There was little hint of the drama to come as Argentina dominated the first hour, outrunning and outfighting a flat French team who looked to have no chance of becoming the first to retain the title since Brazil 60 years ago.
They went ahead when the recalled Di Maria beat Ousmane Dembele and was tripped for a penalty that Messi slotted in after 23 minutes.
One of the best goals to grace a final came after 36 minutes when instinctive passing by Nahuel Molina, Messi, Julian Alvarez and Alexis Mac Allister set up Di Maris to slide in the second.
France barely fired a shot in anger until the 80th minute when Nicolas Otamendi tripped Randal Kolo Muani and Mbappe, previously anonymous, expertly converted the penalty.
A minute later he swept in a brilliant equalising volley after combining cleverly with Marcus Thuram, stunning the massed Argentine fans watching their team concede two quick-fire goals for the third time in the tournament.
Argentina regrouped well, though, creating several chances, and regained the lead after a counter-attack when the tireless Lautaro Martinez smashed a shot that Hugo Lloris saved, only for Messi to pounce on the rebound with a rare right-footed finish, technology confirming the ball had crossed the line.
The drama was not over, however, as Mbappe hammered a shot against Montiel’s arm to win a penalty in the 117th minute, which he calmly dispatched for an amazing hat-trick and a tournament-leading eighth goal.
Kolo Muani still had a wonderful chance to snatch it in stoppage time for France, only to be brilliantly denied by the outstretched leg of Martinez when the winner of all late winners looked a certainty.
Mbappe and Messi both converted the opening spot-kicks of the shootout but they then had to stand back and let their team mates decide their destiny.
Argentina have now won six of their seven World Cup shootouts, including the quarter-final against the Netherlands a week ago when they also blew a 2-0 lead in the same Lusail Stadium.

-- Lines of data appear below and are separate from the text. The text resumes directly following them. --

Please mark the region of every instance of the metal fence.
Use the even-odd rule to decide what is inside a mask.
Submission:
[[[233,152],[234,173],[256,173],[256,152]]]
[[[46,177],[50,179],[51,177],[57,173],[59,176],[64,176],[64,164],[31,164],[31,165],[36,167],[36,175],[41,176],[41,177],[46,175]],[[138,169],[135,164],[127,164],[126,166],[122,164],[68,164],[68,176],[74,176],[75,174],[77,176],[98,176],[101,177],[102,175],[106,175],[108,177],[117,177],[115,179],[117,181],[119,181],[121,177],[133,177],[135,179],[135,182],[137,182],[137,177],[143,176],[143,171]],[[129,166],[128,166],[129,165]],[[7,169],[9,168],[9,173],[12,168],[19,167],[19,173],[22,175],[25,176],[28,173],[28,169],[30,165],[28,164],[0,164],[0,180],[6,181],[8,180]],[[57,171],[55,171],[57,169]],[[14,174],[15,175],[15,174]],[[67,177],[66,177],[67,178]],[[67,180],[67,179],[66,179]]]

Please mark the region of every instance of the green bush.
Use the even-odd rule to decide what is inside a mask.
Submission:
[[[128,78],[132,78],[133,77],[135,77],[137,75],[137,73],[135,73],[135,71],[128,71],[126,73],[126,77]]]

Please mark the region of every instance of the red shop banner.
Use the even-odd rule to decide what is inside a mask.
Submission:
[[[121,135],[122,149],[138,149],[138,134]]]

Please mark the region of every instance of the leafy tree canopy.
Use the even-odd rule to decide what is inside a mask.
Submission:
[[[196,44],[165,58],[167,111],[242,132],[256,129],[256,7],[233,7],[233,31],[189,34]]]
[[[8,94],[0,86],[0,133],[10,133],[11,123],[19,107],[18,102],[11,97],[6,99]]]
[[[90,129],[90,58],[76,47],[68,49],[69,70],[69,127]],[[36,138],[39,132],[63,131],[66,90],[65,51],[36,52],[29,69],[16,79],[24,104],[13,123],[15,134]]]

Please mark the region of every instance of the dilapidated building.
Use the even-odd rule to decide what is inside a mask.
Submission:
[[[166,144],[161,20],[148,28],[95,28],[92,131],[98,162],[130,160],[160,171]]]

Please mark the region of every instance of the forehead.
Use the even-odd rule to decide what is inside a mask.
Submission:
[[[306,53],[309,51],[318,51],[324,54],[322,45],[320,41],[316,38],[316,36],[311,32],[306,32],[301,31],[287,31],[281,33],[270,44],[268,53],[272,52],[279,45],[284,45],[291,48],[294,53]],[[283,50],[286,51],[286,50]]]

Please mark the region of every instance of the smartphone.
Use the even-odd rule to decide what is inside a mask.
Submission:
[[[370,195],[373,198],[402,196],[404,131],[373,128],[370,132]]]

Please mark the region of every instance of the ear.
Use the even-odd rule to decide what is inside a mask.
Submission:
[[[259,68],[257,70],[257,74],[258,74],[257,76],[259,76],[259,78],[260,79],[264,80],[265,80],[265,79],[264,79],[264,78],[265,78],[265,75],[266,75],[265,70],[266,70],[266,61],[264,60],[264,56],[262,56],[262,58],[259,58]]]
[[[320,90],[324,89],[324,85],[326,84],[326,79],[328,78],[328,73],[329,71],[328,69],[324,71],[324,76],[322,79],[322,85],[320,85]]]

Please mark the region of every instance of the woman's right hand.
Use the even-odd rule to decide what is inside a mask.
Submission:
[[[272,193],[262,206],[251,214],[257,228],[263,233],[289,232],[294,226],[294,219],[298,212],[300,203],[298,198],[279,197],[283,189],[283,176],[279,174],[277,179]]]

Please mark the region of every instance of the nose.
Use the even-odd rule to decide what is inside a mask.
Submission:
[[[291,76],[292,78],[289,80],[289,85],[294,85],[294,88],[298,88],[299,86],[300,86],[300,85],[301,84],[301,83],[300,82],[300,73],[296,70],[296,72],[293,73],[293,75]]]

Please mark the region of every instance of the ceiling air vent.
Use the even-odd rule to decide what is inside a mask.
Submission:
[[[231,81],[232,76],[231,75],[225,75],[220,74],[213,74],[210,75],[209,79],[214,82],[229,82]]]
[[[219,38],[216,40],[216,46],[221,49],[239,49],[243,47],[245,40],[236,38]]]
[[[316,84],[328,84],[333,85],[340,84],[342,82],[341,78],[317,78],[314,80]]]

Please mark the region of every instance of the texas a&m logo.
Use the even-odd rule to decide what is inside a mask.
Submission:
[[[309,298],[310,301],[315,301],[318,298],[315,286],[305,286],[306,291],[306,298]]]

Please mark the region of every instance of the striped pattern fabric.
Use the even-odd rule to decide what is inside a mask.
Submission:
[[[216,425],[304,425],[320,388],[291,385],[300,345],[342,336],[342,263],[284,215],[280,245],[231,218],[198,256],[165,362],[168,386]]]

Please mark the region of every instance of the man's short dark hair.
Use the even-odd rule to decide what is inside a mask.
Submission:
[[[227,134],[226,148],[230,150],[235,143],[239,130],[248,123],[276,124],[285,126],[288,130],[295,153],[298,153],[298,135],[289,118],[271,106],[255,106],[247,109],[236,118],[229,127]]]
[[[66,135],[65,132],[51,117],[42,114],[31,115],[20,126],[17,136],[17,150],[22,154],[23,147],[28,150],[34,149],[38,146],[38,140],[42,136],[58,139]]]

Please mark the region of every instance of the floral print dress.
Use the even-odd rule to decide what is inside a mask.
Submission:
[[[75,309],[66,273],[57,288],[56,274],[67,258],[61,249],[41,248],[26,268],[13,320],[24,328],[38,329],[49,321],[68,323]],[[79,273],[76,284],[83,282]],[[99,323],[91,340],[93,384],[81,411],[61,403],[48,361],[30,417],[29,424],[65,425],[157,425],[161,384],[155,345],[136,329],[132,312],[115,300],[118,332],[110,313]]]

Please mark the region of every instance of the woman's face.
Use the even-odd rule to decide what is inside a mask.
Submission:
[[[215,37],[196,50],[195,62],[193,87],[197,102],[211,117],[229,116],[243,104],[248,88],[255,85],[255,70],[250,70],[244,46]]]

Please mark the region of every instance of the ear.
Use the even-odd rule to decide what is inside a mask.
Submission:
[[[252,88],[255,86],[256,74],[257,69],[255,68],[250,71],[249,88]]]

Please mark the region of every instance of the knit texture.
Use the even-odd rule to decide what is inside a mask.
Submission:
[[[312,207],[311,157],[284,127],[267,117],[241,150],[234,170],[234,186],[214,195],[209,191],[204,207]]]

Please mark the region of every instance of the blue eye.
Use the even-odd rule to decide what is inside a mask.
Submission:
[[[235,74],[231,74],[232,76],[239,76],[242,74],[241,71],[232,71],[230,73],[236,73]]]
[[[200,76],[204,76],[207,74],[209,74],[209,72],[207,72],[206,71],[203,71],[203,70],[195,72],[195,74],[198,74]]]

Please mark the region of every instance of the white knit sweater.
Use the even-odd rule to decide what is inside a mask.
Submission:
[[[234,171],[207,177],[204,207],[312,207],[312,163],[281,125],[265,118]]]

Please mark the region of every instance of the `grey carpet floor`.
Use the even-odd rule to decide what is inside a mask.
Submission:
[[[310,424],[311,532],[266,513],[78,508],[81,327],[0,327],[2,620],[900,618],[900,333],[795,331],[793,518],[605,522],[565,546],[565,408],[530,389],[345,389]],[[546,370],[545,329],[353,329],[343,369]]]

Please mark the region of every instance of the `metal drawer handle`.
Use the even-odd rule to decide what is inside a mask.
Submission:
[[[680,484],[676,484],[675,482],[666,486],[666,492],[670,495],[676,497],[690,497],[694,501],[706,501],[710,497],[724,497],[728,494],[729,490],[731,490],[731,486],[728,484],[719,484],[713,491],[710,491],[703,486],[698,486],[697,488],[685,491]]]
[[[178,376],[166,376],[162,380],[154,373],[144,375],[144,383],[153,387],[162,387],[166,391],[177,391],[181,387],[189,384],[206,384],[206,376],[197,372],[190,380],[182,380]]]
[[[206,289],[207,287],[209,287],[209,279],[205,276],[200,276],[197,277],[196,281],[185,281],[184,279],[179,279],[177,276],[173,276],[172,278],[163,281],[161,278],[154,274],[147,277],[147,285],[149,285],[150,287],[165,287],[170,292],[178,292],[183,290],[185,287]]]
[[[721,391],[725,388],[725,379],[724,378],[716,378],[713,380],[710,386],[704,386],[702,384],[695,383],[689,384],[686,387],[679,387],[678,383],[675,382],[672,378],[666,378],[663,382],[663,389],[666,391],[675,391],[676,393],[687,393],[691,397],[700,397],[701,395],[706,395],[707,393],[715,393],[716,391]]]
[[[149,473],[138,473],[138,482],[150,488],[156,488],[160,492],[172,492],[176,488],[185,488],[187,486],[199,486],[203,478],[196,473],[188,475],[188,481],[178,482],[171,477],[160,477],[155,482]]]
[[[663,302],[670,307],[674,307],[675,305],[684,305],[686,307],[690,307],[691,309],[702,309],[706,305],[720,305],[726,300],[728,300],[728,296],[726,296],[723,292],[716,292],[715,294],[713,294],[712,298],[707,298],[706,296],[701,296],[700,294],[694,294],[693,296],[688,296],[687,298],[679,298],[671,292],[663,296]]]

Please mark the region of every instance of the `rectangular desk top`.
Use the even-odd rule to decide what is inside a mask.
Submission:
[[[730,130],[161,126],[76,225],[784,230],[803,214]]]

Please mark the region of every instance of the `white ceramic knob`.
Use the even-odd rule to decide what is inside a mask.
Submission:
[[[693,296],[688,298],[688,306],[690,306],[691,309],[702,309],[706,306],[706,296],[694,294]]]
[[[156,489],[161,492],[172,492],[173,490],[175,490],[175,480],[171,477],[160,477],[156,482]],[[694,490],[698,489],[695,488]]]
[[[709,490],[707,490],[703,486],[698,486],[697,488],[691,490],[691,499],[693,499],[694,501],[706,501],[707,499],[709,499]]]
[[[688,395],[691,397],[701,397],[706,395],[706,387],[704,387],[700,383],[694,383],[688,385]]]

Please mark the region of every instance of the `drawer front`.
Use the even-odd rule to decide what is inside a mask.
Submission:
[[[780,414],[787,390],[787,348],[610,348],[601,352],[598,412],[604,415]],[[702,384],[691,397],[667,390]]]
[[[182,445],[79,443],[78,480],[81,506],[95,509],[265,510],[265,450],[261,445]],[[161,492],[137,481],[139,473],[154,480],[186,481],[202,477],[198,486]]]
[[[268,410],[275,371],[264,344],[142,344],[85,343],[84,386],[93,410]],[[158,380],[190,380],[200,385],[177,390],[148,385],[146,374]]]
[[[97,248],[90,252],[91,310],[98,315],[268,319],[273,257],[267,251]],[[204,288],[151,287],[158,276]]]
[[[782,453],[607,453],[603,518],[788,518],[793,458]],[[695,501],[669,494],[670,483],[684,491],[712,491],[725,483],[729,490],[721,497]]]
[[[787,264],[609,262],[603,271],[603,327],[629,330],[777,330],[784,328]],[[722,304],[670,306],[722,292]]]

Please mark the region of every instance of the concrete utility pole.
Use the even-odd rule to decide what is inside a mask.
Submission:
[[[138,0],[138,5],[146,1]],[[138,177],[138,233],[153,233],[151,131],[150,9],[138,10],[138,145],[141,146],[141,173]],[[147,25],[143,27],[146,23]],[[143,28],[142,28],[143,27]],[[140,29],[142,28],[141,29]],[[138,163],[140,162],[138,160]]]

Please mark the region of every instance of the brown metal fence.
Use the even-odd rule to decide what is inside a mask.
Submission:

France, the only team to have scored three goals in a final and lost, have tasted defeat in three of five shootouts, two of those losses coming in finals.
“We came back from the brink, that’s what gives us so many regrets,” said France coach Didier Deschamps. “We could have won it in the last minute (of extra time) but it was not meant to be.”
Two hours after the game, thousands of Argentina fans, many in Number 10 Messi shirts, remained in the stadium as the players and their families posed for pictures on the pitch and went for a joyous lap of honour, parading the golden trophy they last had their hands on 36 years ago.